9. Branching and merging.
Virtually everyone these days uses some form of code version control system. While the basics of version control–driven development are well-understood, it’s worth reminding ourselves of some core principles of good branching hygiene that all team members should observe for a happy collaboration:
a. All development should happen on feature and bug branches.
b. Merging of a branch to the main branch should not be allowed without all tests (including integration tests in a temporary integration cluster spun up for the branch) passing on that branch.
c. The status of the test runs (after each commit/push) must be readily visible for code reviewers during pull requests.
d. Linting/static analysis errors should prevent code from being pushed to a branch, and/or merged into the main branch.
10. Common targets should be codified in a makefile.
Every code repository (and generally there should be one repository per micro-service) should have a makefile that makes it easy for anybody to work with the code, regardless of the programming language stack used. This makefile should have standard targets, so that no matter what codebase, in whatever language the developer clones, they should know that by running make a run they can bring that codebase up, and by running make test they can run automated tests.
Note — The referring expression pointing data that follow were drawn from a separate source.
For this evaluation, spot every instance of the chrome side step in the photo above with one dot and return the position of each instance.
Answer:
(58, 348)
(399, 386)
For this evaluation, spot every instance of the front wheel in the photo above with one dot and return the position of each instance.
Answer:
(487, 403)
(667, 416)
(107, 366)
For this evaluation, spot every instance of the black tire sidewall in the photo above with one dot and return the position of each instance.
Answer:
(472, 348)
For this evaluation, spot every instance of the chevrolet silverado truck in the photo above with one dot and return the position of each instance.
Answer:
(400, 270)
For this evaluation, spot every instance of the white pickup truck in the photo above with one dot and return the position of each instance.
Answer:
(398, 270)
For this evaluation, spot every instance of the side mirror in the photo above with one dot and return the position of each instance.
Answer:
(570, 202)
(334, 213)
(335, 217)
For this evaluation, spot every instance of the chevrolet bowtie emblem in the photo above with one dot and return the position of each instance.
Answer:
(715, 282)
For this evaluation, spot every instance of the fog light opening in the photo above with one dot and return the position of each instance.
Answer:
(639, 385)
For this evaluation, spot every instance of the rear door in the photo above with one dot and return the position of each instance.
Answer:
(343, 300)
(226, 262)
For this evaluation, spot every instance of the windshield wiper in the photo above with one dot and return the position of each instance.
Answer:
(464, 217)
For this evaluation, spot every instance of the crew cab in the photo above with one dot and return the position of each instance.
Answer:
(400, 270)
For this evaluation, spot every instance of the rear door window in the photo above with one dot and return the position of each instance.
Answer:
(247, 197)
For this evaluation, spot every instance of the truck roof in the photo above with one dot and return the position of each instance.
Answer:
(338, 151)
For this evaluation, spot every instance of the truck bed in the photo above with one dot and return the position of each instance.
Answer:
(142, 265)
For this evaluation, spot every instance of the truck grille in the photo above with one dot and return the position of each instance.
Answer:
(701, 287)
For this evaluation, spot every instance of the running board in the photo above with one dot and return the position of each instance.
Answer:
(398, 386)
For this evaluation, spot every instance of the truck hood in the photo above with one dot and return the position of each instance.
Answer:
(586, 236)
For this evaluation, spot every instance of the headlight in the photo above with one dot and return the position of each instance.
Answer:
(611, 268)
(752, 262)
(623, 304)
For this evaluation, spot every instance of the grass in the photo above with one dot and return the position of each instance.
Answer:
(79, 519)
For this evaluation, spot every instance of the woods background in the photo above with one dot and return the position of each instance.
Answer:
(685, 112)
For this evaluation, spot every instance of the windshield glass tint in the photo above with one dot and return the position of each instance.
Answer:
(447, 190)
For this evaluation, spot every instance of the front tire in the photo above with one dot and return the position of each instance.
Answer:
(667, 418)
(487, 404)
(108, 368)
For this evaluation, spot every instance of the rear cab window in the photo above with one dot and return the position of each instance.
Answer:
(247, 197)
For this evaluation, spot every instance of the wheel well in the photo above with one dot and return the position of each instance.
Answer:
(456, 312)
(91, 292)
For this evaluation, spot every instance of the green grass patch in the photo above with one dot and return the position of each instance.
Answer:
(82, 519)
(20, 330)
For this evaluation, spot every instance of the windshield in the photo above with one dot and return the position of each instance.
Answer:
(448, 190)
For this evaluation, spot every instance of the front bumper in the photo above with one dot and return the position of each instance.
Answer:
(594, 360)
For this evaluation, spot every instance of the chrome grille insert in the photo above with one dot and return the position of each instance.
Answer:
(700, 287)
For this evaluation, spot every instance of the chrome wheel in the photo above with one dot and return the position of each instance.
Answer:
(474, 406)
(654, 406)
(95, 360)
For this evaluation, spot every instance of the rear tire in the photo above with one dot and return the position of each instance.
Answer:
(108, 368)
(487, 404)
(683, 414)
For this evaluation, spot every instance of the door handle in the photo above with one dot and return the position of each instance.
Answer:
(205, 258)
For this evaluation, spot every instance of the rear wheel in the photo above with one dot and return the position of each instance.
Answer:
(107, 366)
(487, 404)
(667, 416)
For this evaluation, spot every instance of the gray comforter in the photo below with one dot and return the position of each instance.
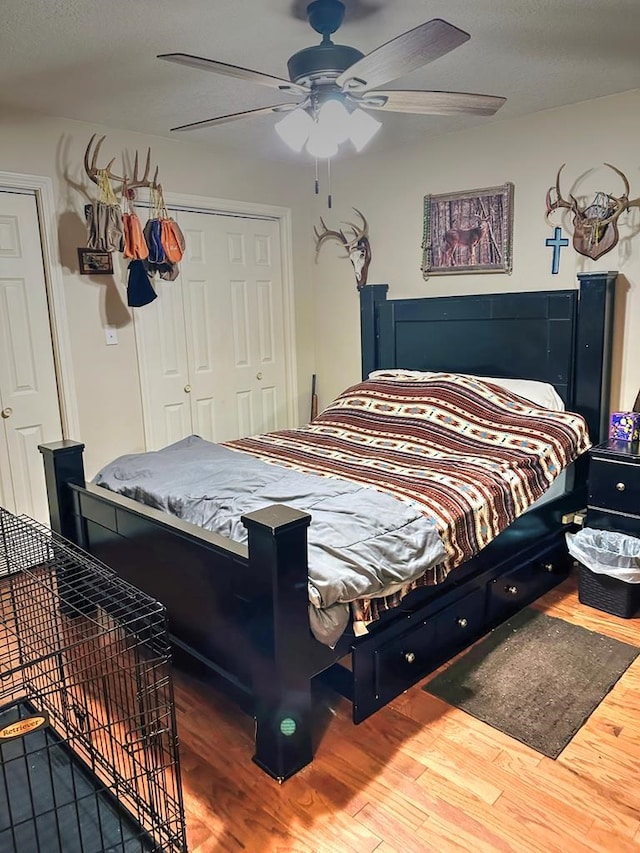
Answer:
(362, 543)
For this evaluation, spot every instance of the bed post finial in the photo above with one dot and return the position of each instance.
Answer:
(594, 333)
(63, 465)
(371, 295)
(280, 656)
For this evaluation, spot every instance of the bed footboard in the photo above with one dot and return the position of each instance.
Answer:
(243, 611)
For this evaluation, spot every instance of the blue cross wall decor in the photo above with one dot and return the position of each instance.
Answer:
(557, 242)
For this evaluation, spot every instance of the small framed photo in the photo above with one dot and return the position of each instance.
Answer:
(93, 262)
(470, 231)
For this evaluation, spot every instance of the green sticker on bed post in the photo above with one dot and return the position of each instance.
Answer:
(288, 727)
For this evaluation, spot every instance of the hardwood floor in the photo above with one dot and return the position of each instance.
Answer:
(419, 775)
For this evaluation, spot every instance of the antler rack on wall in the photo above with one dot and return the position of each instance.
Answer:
(129, 183)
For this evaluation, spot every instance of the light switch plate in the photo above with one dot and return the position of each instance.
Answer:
(110, 335)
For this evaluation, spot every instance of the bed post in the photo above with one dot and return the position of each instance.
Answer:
(280, 665)
(63, 465)
(370, 296)
(593, 350)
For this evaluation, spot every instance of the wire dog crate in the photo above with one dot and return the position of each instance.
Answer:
(88, 744)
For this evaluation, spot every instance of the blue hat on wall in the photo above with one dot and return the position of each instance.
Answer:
(139, 289)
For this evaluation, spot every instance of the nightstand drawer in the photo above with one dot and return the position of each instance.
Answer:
(614, 485)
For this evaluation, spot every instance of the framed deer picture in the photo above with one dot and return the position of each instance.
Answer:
(469, 231)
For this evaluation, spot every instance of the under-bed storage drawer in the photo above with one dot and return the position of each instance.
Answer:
(384, 669)
(460, 623)
(402, 661)
(510, 592)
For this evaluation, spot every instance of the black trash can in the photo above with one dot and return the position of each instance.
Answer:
(609, 570)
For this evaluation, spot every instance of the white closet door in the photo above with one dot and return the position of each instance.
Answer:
(28, 388)
(228, 301)
(232, 281)
(161, 341)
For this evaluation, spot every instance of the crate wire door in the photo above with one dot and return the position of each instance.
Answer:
(88, 743)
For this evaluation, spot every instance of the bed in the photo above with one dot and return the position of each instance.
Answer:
(242, 610)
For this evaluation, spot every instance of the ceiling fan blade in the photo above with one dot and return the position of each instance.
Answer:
(431, 103)
(233, 71)
(402, 54)
(210, 122)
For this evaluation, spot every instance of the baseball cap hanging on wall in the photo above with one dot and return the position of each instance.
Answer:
(164, 238)
(104, 217)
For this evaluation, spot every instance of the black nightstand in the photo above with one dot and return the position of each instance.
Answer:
(614, 487)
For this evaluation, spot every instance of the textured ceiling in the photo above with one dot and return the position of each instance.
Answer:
(96, 61)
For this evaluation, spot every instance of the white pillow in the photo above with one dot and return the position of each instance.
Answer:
(541, 393)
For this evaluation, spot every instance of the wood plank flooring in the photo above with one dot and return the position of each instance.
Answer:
(419, 775)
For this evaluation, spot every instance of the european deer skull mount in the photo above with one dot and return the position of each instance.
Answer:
(595, 229)
(358, 247)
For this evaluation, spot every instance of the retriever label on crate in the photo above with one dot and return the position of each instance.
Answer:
(24, 727)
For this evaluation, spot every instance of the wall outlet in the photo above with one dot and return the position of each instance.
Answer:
(110, 335)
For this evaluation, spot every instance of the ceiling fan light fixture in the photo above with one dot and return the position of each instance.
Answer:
(294, 129)
(362, 128)
(321, 143)
(335, 120)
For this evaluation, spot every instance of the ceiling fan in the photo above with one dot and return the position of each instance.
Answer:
(340, 84)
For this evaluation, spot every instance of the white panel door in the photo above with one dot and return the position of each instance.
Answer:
(161, 342)
(232, 282)
(28, 388)
(222, 321)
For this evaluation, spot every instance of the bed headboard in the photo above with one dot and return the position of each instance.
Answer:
(563, 337)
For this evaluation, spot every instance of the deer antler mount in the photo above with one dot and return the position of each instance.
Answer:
(595, 226)
(357, 247)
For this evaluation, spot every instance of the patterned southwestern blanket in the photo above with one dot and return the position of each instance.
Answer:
(465, 452)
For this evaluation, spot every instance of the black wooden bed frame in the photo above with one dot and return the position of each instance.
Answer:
(242, 610)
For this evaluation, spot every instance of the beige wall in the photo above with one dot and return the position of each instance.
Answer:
(389, 190)
(527, 152)
(106, 378)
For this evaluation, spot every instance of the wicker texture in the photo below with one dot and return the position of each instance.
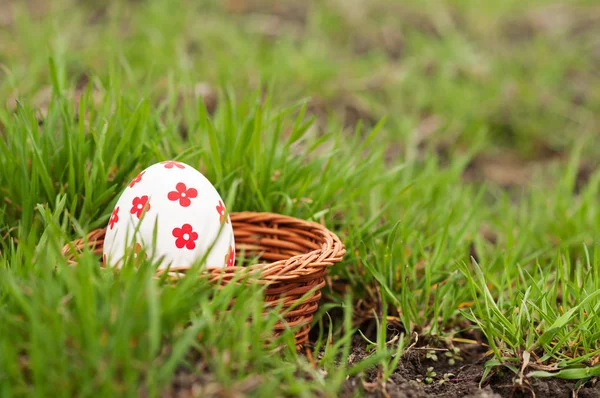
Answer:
(294, 259)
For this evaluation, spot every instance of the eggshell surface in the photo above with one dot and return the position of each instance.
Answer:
(180, 205)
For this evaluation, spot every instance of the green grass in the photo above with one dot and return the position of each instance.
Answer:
(366, 118)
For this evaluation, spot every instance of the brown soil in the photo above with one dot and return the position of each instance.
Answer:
(464, 381)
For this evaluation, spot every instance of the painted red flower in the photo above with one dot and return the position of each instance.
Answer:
(185, 237)
(137, 250)
(221, 210)
(114, 218)
(169, 164)
(229, 257)
(139, 205)
(183, 194)
(136, 179)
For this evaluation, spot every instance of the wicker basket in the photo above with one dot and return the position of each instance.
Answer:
(295, 256)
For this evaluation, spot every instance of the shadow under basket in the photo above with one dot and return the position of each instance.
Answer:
(294, 259)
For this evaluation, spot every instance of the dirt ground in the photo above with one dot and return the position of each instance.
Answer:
(464, 381)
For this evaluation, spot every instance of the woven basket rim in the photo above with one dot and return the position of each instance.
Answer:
(306, 265)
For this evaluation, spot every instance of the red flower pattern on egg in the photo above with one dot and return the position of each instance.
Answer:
(221, 210)
(114, 218)
(229, 257)
(183, 194)
(140, 204)
(186, 237)
(137, 179)
(169, 164)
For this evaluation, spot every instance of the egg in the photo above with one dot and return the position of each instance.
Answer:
(180, 205)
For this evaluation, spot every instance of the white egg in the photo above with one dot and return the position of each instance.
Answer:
(185, 210)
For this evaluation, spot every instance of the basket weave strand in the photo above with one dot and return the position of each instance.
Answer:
(294, 259)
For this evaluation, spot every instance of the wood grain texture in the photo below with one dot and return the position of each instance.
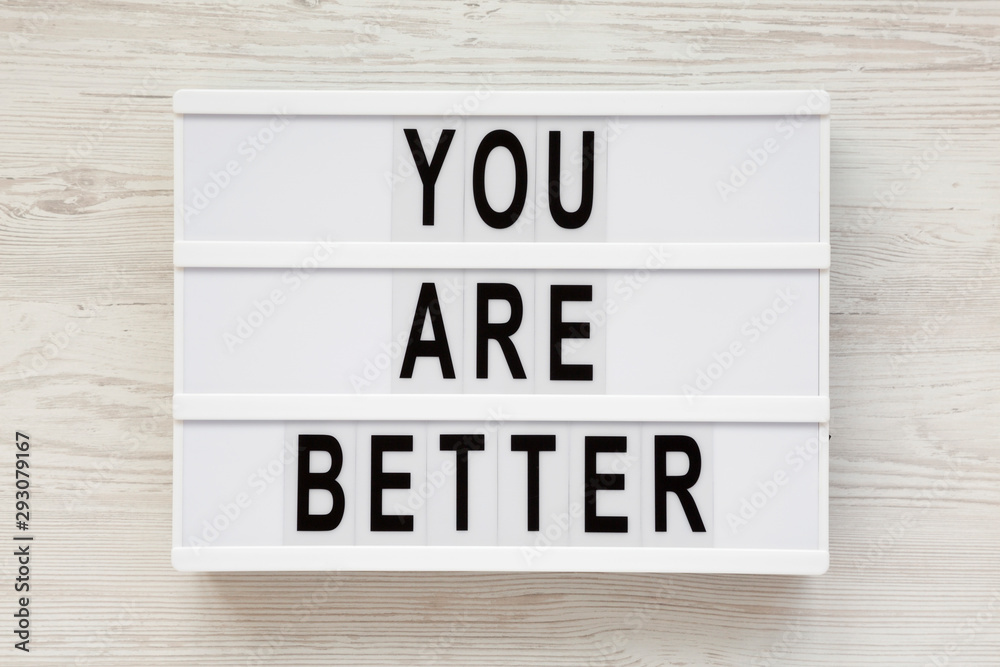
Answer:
(85, 239)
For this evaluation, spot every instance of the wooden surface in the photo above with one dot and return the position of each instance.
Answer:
(85, 239)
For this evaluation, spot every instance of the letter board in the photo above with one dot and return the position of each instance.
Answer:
(501, 331)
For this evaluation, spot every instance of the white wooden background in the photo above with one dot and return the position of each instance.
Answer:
(85, 239)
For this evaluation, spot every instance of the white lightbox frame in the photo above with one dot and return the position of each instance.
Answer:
(534, 407)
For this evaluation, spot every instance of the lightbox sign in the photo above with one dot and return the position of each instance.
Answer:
(495, 330)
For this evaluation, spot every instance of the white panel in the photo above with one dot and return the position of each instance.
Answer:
(443, 480)
(667, 179)
(233, 475)
(714, 333)
(767, 486)
(554, 510)
(572, 161)
(576, 350)
(610, 468)
(259, 331)
(407, 468)
(321, 501)
(287, 178)
(428, 374)
(681, 529)
(408, 186)
(499, 179)
(501, 376)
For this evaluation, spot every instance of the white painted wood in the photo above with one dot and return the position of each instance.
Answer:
(85, 239)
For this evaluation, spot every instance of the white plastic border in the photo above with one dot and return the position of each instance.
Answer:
(595, 256)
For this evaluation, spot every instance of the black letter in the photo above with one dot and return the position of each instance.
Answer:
(389, 480)
(319, 480)
(678, 484)
(593, 483)
(579, 217)
(533, 444)
(499, 219)
(559, 330)
(462, 445)
(429, 173)
(501, 333)
(438, 346)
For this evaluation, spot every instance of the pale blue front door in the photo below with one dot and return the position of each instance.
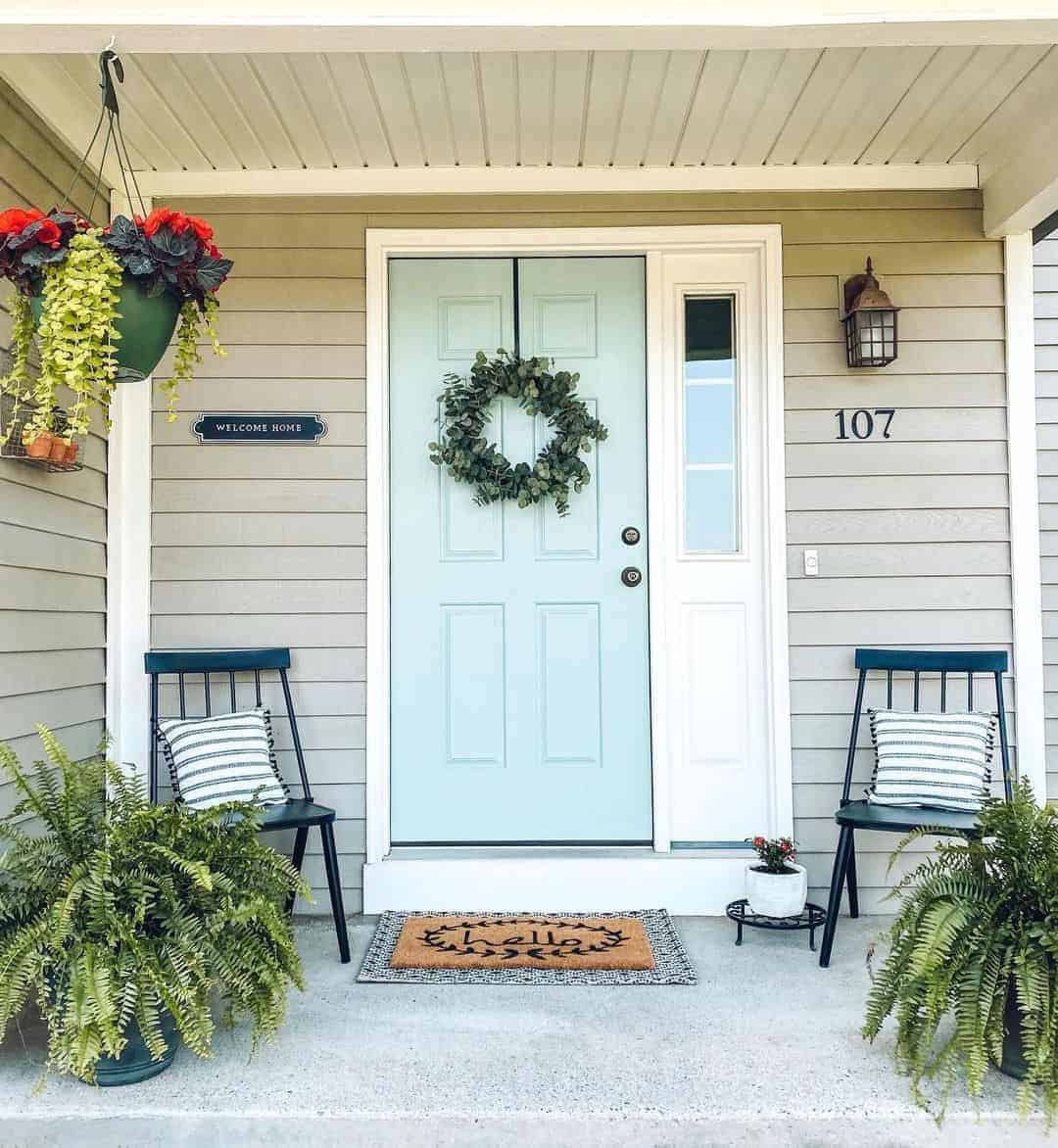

We recommend defining and implementing the following standard targets for your microservice makefiles:
- start: Run the code.
- stop: Stop the code.
- build: Build the code (typically a container image).
- clean: Clean all caches and run from scratch.
- add-module
- remove-module
- dependencies: Ensure all modules declared in dependency management are installed.
- test: Run all tests and produce a coverage report. • tests-unit: Run only unit tests.
- tests-at: Run only acceptance tests.
- lint: Run a linter to ensure conformance of coding style with defined standards.
- migrate : Run database migrations.
- add-migration: Create a new database migration.
- logs: Show logs (from within the container).
- exec: Execute a custom command inside the code’s container.
This was part of my knowledge of reading the Book “Microservices up and Running.”